Mother forgot her own advice. She’d told me that white supremacy operates under a logic in which everything whiteness does can be rationalized as good, and everything Blackness does can be rationalized as preternaturally evil.
How cruel that our parents, unexorcisable, go on inside of us. How cruel that we cannot disimbricate their ghosts from our being.
Someone like me, more imagination than can fit into one body, you can die inside a fantasy of yourself.
I will say this of my mother: no amount of blood on my hands, animals in my closet, could have swayed her from the truth of my perfection.
Can the cellar that a kidnapper throws a child into be guilty or innocent? The lake that a killer drowns his women in? I’m not a person but a place where bad things happen.
Where does it fall short in your eyes? Or do you not even know? Are you simply desperate for my approval? An outside voice to tell you that you are good and worthy? Well, you are good and worthy. I will tell you that. But who am I? Why should I be your arbitrator? Am I God, Ezri? What does it matter what I think?
Mama knows she is being cruel, and I know that she knows that she’s being cruel, and she knows that I know, and she wants to stop, but she also wants to not stop because it feels too good to make her point.
I’m a coward, giving away information to a torturer for just a moment, a single moment, of peace. It’s stupid to run from pain instead of to it because pain always comes, and if I could just accept that, life would not be a constant fluctuation between numbness and fear.
Don’t think me small. If I am ever fragile, it is only because I prefer to be.
God, is that all life is, checking the facts, finding yourself wrong, then doing the opposite of what it’s your nature to do?
She said to me once that I wasn’t a real person. I was a paper doll. I wasn’t offended. I felt seen.
The only easy intimacy I’ve ever had in this life is with my sisters. Only when I’m touching them can I convince myself my hands are not blades.
All three of us live for being chased, desperate for some assurance that if we disappeared, someone might mourn our loss or reach into the walls and grab us if a ghost claimed us.
Fire loves itself. Wants to keep burning. I’m like that, too, most days, but I’m too emptied out for it now. Not enough fuel in me to sustain a tea light.
Goodness, we can’t be disappointed by men we never once believed in.
This city is a wasteland. What goodness there once was—in the earth and in the people who inhabited that earth—has been paved over with highways named after genocidists.
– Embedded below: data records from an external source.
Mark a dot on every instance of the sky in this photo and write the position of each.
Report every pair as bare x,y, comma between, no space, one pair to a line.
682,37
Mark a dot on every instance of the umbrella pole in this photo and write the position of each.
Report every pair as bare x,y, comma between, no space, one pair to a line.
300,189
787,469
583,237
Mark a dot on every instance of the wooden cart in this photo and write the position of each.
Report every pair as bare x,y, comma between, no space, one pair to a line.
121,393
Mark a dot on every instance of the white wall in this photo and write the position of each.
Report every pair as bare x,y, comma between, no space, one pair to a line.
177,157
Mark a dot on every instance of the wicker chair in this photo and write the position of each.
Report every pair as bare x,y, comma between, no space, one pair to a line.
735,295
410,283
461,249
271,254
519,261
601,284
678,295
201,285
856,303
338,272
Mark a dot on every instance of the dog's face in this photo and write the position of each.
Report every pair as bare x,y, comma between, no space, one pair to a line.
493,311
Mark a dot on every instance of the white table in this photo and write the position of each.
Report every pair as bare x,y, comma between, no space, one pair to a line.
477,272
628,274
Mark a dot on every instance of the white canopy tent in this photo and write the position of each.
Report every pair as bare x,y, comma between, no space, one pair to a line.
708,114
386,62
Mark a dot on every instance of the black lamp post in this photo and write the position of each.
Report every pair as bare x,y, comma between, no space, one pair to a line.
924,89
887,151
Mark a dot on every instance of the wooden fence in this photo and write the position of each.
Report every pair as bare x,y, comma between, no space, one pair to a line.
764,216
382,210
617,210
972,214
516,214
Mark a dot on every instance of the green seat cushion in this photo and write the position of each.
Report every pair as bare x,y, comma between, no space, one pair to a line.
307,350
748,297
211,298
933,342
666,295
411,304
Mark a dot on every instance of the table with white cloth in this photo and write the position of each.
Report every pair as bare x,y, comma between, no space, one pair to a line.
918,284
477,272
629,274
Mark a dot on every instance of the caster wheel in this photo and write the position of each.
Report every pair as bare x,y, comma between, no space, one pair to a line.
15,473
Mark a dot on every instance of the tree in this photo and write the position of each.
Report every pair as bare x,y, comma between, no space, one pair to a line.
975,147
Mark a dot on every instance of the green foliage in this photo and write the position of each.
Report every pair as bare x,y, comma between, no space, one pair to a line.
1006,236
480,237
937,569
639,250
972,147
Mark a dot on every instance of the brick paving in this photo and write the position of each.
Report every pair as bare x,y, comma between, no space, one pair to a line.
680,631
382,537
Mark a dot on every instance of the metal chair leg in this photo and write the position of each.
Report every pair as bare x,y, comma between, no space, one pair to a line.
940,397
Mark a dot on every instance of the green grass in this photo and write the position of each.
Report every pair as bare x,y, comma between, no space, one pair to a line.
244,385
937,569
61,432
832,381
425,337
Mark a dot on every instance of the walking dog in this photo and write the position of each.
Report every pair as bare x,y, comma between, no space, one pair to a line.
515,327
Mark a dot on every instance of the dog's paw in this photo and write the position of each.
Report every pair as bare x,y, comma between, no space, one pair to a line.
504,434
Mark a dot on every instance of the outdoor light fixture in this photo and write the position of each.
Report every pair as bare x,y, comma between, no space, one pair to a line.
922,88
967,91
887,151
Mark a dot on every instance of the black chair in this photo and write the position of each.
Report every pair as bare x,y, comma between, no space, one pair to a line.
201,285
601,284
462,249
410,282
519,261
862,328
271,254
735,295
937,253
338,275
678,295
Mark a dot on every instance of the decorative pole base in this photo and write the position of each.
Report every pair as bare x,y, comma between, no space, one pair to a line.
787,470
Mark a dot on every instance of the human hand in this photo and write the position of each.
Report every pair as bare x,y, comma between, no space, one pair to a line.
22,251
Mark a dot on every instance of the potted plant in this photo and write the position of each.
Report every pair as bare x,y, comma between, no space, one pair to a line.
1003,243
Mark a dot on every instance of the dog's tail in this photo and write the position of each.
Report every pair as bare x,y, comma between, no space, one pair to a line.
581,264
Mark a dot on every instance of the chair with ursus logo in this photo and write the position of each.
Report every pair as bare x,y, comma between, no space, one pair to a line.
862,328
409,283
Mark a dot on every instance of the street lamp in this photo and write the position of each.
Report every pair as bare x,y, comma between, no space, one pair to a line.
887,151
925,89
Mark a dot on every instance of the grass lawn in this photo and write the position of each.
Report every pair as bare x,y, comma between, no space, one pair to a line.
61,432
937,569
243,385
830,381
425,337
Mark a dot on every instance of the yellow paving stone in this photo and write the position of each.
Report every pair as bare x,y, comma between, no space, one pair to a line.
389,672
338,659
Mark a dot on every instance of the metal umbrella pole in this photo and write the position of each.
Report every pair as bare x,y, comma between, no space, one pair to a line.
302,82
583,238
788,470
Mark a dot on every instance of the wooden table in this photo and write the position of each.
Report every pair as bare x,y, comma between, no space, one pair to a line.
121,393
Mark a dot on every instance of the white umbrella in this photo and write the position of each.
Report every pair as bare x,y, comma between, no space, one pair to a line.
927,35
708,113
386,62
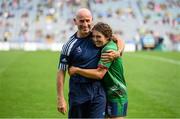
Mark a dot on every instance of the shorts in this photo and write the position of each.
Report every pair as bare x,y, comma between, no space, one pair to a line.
87,100
116,109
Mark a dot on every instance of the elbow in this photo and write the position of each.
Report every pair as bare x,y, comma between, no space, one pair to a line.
100,76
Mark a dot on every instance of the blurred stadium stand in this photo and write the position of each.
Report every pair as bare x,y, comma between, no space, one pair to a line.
47,24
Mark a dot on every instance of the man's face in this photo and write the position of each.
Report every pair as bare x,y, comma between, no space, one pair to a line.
99,39
83,23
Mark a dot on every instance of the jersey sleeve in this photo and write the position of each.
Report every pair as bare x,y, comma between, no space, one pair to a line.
64,59
109,46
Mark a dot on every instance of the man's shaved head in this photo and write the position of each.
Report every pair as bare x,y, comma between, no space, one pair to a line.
83,12
83,20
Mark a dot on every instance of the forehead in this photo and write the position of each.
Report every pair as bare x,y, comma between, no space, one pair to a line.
94,32
84,17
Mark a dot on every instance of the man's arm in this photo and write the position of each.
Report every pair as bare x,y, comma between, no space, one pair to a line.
62,107
89,73
110,55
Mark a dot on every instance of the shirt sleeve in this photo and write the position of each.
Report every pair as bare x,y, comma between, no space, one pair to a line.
106,48
64,58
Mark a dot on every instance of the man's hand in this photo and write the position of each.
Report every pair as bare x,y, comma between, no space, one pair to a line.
61,105
110,55
72,70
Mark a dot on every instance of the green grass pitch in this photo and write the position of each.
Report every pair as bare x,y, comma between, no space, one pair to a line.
28,84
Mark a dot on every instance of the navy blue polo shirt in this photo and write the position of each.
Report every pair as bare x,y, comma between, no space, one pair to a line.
79,52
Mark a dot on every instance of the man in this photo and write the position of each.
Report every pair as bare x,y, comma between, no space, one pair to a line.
86,97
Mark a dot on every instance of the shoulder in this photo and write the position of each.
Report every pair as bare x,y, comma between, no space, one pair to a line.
110,46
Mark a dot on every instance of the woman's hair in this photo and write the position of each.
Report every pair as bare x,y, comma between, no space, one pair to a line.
103,28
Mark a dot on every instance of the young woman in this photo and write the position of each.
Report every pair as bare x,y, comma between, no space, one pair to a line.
111,73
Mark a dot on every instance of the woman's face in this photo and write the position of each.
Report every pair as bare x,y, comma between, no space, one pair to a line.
99,39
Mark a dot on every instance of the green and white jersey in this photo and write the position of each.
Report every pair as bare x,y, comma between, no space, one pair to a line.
113,80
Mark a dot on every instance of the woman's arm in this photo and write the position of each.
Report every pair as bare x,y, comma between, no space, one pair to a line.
89,73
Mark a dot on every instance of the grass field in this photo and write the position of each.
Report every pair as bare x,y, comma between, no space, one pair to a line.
28,84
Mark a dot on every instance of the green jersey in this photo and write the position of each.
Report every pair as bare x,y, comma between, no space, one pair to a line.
113,80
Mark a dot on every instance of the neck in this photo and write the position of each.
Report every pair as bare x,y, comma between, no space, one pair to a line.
81,35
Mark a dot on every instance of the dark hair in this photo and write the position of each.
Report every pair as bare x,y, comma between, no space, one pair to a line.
103,28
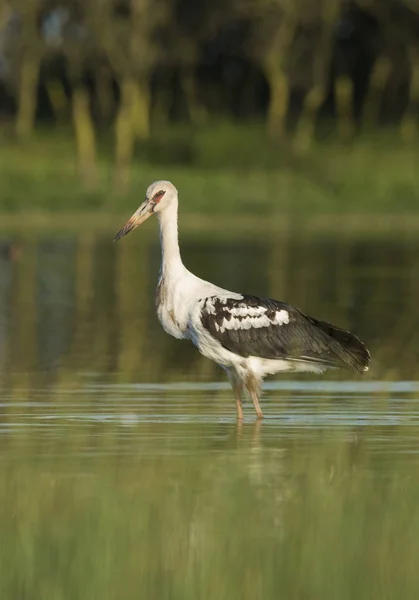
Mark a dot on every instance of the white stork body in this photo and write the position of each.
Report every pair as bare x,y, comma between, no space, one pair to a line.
249,337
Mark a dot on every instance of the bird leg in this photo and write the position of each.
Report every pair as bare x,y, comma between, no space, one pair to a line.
237,386
253,387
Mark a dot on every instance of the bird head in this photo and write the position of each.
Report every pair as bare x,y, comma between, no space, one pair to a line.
159,196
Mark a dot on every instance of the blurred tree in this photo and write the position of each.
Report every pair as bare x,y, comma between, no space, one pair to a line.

I take a breath and feel. Feel the million catastrophes inside me. Cascades of warm and cold, of tension, of nausea, of numbness. The whole house is a memory. I can’t distinguish between one tragedy that took place here and another.
My life is a dark woods with a slasher in the midst.
Emotions are little curses, spells. They come over us and take us away, outside ourselves. There is no predictability. At times, one spell trumps another, or multiple spells war at once, and the body becomes a shell in those moments, a shell that does not belong to you.
That’s the trouble of it all—this oscillation between identification and alienation, camaraderie and war. We are all the same. None of us are the same. People hurt us, and we hurt people, and it’s endless. It brings me to the floor, supplicant, devastated, ready to surrender to anything that might offer peace from the cliché reality that life is pain.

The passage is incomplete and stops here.